Runyota en profite. Il rejette les vêtements européens, s’habille d’une peau de chèvre, laisse pousser ses cheveux et appelle à la révolte contre les chefs locaux et les impôts belges. Il devient la voix de ceux qui refusent l’ordre colonial, le symbole d’un rejet profond.

Au début, les colons rient. Puis vient Pequet, un administrateur belge venu évaluer la situation sur place. Il est attaqué à la lance, mais en réchappe. Le signal d’alarme est donné.

Les Belges passent à l’offensive. Des troupes sont envoyées dans les régions de Mishiha, Gitega et Muyinga. Runyota, lui, promet à ses partisans que les balles se transformeront en pluie. Mais la pluie ne vient pas. Seul le sang coule.

Après trois mois de combats, il est capturé, pendu, puis jeté dans une rivière. Mais son message avait déjà fait des vagues. D’autres allaient suivre.

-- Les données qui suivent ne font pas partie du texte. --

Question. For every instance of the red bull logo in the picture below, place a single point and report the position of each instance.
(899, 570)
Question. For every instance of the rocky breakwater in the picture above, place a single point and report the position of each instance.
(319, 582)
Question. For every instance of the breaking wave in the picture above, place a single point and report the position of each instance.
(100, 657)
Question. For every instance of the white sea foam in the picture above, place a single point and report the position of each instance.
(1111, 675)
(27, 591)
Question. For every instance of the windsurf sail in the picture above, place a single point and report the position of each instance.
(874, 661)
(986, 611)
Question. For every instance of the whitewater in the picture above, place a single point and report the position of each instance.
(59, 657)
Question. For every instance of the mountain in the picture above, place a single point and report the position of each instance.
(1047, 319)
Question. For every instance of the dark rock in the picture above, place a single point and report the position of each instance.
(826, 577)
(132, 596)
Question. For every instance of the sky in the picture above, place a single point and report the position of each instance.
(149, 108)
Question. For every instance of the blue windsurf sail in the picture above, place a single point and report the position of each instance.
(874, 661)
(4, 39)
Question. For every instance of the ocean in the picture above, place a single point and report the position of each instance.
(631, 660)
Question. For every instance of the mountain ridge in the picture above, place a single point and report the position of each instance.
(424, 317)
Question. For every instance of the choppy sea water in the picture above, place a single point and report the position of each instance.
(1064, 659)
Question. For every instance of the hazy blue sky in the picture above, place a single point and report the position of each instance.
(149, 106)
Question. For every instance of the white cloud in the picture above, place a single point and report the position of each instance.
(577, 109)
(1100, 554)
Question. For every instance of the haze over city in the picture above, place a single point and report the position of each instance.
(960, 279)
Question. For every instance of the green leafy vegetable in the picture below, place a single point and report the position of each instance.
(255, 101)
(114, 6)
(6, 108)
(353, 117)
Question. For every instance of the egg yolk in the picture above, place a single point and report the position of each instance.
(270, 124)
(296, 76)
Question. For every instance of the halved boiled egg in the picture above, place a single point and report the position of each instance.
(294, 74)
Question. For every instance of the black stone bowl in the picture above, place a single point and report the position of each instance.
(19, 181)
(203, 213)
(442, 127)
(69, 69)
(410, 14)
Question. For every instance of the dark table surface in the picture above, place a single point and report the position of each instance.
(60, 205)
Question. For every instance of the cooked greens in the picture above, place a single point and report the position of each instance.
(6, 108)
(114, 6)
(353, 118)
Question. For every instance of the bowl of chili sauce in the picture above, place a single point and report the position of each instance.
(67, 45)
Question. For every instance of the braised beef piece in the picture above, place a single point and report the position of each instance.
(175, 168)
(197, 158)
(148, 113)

Inamujandi wa Jambo, la voix féminine de la rébellion

Fin 1934. Une femme, Inamujandi, devineresse de Ndora (Cibitoke), affirme avoir eu une vision : un roi surnaturel est né. Il ressuscite les morts, arrête les balles, envoie les animaux sauvages punir les récalcitrants. À cette époque, une terrible famine frappe le pays, causée par une invasion de criquets. La population est affaiblie, désespérée. Elle écoute.

Le 23 juillet, ses partisans passent à l’action. Ils attaquent les chefs locaux, brûlent leurs maisons, pillent leur bétail. La réaction coloniale est immédiate. Le gouverneur du Rwanda-Urundi envoie 50 soldats depuis Musigati et Ngozi.

Malgré une résistance acharnée de trois mois, Inamujandi est capturée. Mais dans les collines, dans les murmures, son nom résonne encore comme celui d’une femme qui a osé.

Pawuda, le roi qui n’était pas roi

Dernier épisode de cette série de rébellions mystiques : Pawuda, de son vrai nom Pascal. En 1944, il déclare être le fils caché du roi Mwambutsa, envoyé pour libérer le Burundi.

Il s’appuie sur des révélations d’un devin tanzanien. Son message prend. À Giharo et Kumoso, on l’accueille comme un sauveur. Le peuple espère une délivrance, car les Belges exploitent durement la population pour soutenir l’effort de guerre européen.

Mais les chefs traditionnels, eux, voient une menace directe. L’un d’eux, Ndenzako, alerte l’administration. Pawuda est arrêté, jugé, et condamné à cinq ans de prison. Le chef de Kumoso, qui l’avait soutenu, est destitué.

Des résistances effacées mais fondatrices

Ces devins n’avaient ni armée, ni diplomatie. Leur pouvoir résidait dans la parole, le mystique, la foi populaire. Leurs rébellions ont toutes été réprimées, parfois violemment. Mais elles ont laissé une empreinte. Une idée. Celle que le pouvoir colonial pouvait être contesté, remis en question, même au péril de la vie.

Inamujandi, Runyota, Gisesarubere, Pawuda… Ils ont ouvert la voie. Leur combat, souvent qualifié de « désordonné » ou « primitif » par les colons, était en réalité une première secousse. Une résistance enracinée, instinctive, avant l’arrivée du discours politique moderne.

Il est temps de les sortir de l’oubli.